In this study, we employed a radio-genomics approach and machine learning models utilizing breast Dynamic Contrast Enhanced Magnetic Resonance Imaging (DCE-MRI) radiomic features to predict the presence of cell type invasion within breast cancer lesions. Radiomics can identify potential non-invasive predictors that characterize how immune and stromal cell infiltration may affect a tumor’s visible phenotype in radiological images. This would also lead to biological level of interpretability of radiomic features.

Methods

Study cohort

This retrospective study utilized imaging and gene expression data provided by The Cancer Imaging Archive (TCIA) [11] and The Cancer Genome Atlas (TCGA) [12], respectively. The imaging and clinical data were de-identified by TCIA and approved by the Institutional Review Board of the TCIA hosting institution. The study cohort was comprised of 73 patients from two independent institutions (43 and 30 patients from Institution 1 and Institution 2, respectively), and all the patients had both imaging data and gene expression information describing the lesion. The level 3 gene expression data for the 73 breast cancer lesions was downloaded from TCGA. The expression data took the form of the normalized counts of 20,530 genes obtained with Illumina Genome Analyzer Sequencing version 2.
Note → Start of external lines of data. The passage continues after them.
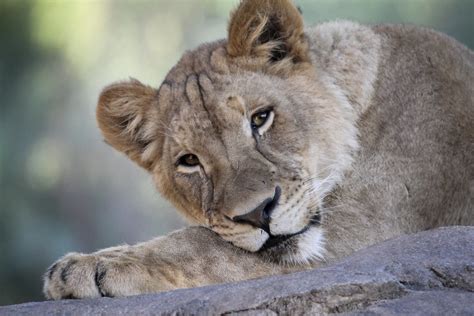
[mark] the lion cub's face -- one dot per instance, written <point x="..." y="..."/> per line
<point x="240" y="136"/>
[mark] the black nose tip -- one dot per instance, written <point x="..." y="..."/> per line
<point x="260" y="216"/>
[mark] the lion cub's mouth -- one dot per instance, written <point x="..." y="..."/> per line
<point x="274" y="241"/>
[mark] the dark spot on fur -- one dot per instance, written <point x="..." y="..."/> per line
<point x="99" y="277"/>
<point x="66" y="270"/>
<point x="273" y="31"/>
<point x="51" y="270"/>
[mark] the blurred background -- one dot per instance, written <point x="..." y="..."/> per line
<point x="61" y="187"/>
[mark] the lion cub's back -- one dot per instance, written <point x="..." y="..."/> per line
<point x="419" y="129"/>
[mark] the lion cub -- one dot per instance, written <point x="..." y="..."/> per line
<point x="288" y="148"/>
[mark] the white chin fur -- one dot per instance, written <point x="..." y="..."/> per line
<point x="310" y="247"/>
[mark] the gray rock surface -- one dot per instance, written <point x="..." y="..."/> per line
<point x="429" y="273"/>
Breast DCE-MRI data for the 73 patients were jointly downloaded from TCIA. All MRI sequences were acquired with a 1.5 Tesla magnetic field strength GE medical systems scanner. All the DCE-MRIs were comprised of one pre- and three post-contrast image series obtained using a T1-weighted three-dimensional spoiled gradient echo sequence and a gadolinium-based contrast agent. The average in-plane image resolution was 0.70 mm (range: 0.53 to 0.86). The 43 and 30 MRI sequences from Institution 1 and Institution 2 had a slice thickness of 2 mm and 2.2 mm with an image size of 512 × 512 pixels and 256 × 256 pixels, respectively.

All sequences from Institution 1 used the axial view, while all sequences from Institution 2 used the sagittal view (Fig. 1). Due to differences in image collection protocol between institutions, we used Institution 1 data for radiomics modeling and Institution 2 data for external validation.

Fig. 1.

Fig. 1

Representative images from Institution 1 (a) and Institution 2 (b) [independent evaluation set]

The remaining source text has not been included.